Emma

Autumn de Wilde, an American photographer known for her work in the music industry, recently transitioned into filmmaking by adapting Jane Austen’s internationally famous book, “Emma.” With Wilde’s inclusion of the period in the title as already an unfunny, heavy-handed jab at period pieces, “Emma.” is a clear indication Wilde, despite her natural eye for beautiful set pieces and immaculate framing, may not be quite ready for the transition into filmmaking.

Wilde is the fourth filmmaker to adapt Austen’s novel into a feature film, so it’s not shocking her work struggles to have a voice of its own. Diverting from adaptations like Amy Heckerling’s magnificent, creative approach to the source material in “Clueless,” Wilde chooses to directly adapt Austen’s work, which will inevitably banish the film to high school English courses across the country.

While it has been nearly 25 years since the last adaptation, the source material of Austen’s works is timeless, so it was unfortunate Wilde struggled to bring Emma Woodhouse into 2020. However, the cast of the film, more specifically Anya Taylor-Joy’s exceptional performance as the titular role, does inject much needed life into the otherwise indifferent film.

Taylor-Joy is only 23 years old, but she already has an impressive filmography. She made her acting debut back in 2015 in Robert Eggers’ feature film debut, “The Witch.” In only six years, Taylor-Joy has more than proven herself as an exceptional actress, and her role as Emma in Wilde’s film continues to exemplify her impressive acting range.
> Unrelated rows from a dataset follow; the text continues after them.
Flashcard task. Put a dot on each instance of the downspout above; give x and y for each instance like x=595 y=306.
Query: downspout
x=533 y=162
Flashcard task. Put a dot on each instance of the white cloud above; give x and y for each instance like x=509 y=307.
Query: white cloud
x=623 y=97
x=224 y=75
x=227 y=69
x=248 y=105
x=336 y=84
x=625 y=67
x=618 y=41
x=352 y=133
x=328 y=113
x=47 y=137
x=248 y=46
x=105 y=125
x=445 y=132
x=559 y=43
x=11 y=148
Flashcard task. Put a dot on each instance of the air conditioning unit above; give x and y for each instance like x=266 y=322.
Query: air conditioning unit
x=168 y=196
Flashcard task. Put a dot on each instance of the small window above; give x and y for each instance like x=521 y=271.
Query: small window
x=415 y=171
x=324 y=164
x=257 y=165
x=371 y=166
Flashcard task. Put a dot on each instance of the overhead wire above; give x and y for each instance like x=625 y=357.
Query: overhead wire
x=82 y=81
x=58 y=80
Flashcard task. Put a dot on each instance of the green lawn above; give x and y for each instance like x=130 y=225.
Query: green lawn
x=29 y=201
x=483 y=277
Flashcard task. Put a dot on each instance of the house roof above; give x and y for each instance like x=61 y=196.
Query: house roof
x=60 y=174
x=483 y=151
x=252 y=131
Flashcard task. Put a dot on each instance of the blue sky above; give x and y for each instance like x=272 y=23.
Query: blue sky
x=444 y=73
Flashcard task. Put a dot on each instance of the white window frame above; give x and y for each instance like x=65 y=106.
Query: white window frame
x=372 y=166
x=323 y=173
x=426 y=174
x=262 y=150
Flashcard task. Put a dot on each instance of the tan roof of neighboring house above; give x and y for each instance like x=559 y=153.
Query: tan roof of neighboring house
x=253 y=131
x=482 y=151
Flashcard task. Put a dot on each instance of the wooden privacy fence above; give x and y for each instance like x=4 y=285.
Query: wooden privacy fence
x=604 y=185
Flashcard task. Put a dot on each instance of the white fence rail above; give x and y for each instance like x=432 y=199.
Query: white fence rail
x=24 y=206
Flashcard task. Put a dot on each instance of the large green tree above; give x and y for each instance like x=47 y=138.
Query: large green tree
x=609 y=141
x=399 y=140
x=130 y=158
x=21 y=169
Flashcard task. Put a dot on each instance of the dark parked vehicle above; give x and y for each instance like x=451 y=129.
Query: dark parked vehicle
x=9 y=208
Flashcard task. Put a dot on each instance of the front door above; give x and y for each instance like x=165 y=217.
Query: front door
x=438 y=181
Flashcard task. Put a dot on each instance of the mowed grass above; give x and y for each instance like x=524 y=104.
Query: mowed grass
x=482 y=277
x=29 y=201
She brings Emma to life in a relatable way and, combined with Mia Goth’s role as Harriet Smith, fuels the stale film.

Goth, known for her recent collaborations with directors Claire Denis in “High Life” and Luca Guadagnino in “Suspiria,” also continues to prove her exceptional range as an actor. While Goth has not had the same amount of leading roles as Taylor-Joy, she is one of the exciting emerging actresses of the new decade.

Adapting Austen into film is never an easy task, and adapting her work into a screenplay is even more difficult. First time screenwriter Eleanor Catton, the youngest author to ever win the distinguished Man Booker Prize in the United Kingdom, struggles to turn her obvious literary ability into screenwriting. This is not to say Catton is by any means a poor writer, as there are many sequences in the film where she proves quite the opposite, but a majority of the weak script had to be saved by the acting.

Although the film is ultimately hollow, Wilde’s work is undoubtedly beautiful. Her collaboration with cinematographer Christopher Blauvelt, who has worked alongside many master filmmakers including Kelly Reichhardt and Sofia Coppola, brings gorgeous scenes which distract the viewer from the film’s lack of substance. The love and heartbreak on display never really settles into the audience, but Wilde’s direction of Blauvelt’s phenomenal talent makes up for it.

While the actors in Wilde’s film do extend a much needed lifeline to the film, Wilde spent more time making the film and the costumes look gorgeous, rather than showcasing a poignant message. Wilde’s background in photography is clear, so there is doubt that she will continue to impress across different avenues of art, but she must work on finding her voice as a filmmaker.